Project description:SNPs are the most abundant polymorphism type, and have been explored in many crop genomic studies, including rice and maize. SNP discovery in allotetraploid cotton genomes has lagged behind that of other crops due to their complexity and polyploidy. In this study, genome-wide SNPs are detected systematically using next-generation sequencing and efficient SNP genotyping methods, and used to construct a linkage map and characterize the structural variations in polyploid cotton genomes.We construct an ultra-dense inter-specific genetic map comprising 4,999,048 SNP loci distributed unevenly in 26 allotetraploid cotton linkage groups and covering 4,042 cM. The map is used to order tetraploid cotton genome scaffolds for accurate assembly of G. hirsutum acc. TM-1. Recombination rates and hotspots are identified across the cotton genome by comparing the assembled draft sequence and the genetic map.
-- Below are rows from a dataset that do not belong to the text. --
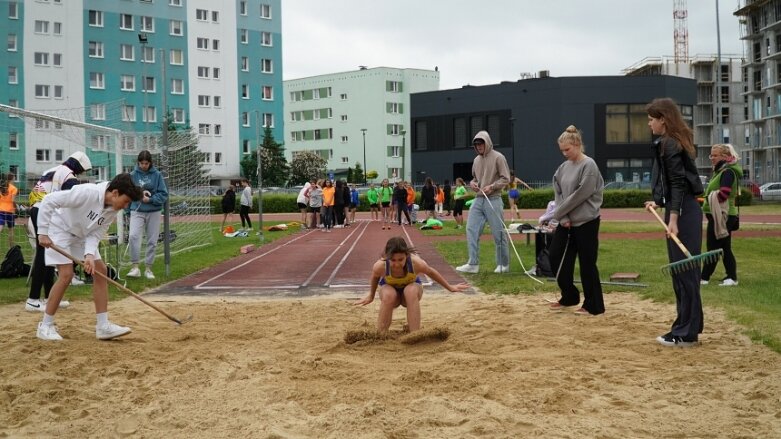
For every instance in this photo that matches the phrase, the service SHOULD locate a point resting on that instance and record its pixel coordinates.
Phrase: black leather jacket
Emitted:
(674, 174)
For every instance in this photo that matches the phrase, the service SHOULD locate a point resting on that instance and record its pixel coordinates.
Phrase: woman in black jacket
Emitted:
(676, 184)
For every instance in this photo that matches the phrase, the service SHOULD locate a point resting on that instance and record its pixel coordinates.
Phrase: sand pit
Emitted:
(281, 369)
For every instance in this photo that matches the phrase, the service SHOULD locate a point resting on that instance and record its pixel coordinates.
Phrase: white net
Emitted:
(40, 139)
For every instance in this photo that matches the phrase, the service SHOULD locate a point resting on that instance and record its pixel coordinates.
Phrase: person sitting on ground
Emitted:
(397, 274)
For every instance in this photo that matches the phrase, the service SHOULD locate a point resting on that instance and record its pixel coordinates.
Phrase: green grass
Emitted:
(182, 264)
(755, 303)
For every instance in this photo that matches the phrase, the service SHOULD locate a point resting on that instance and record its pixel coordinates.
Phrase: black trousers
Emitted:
(244, 214)
(41, 276)
(725, 244)
(688, 302)
(581, 241)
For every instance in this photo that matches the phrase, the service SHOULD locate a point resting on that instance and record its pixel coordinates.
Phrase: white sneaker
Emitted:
(467, 268)
(110, 330)
(48, 332)
(35, 305)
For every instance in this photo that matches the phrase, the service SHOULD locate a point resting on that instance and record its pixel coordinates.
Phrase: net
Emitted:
(40, 139)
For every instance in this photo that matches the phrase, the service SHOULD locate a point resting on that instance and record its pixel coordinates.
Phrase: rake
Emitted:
(123, 288)
(691, 262)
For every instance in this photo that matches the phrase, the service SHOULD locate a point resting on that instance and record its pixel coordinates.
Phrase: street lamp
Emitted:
(363, 130)
(403, 144)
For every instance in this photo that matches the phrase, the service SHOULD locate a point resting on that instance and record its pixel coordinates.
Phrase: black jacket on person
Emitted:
(674, 174)
(229, 201)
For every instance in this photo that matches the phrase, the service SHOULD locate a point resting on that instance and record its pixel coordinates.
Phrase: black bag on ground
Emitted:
(13, 265)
Using this map, genome rearrangements and centromeric regions are identified in tetraploid cotton by combining information from the publicly-available G. raimondii genome with fluorescent in situ hybridization analysis.We report the genotype-by-sequencing method used to identify millions of SNPs between G. hirsutum and G. barbadense. We construct and use an ultra-dense SNP map to correct sequence mis-assemblies, merge scaffolds into pseudomolecules corresponding to chromosomes, detect genome rearrangements, and identify centromeric regions in allotetraploid cottons. We find that the centromeric retro-element sequence of tetraploid cotton derived from the D subgenome progenitor might have invaded the A subgenome centromeres after allotetrapolyploid formation. This study serves as a valuable genomic resource for genetic research and breeding of cotton.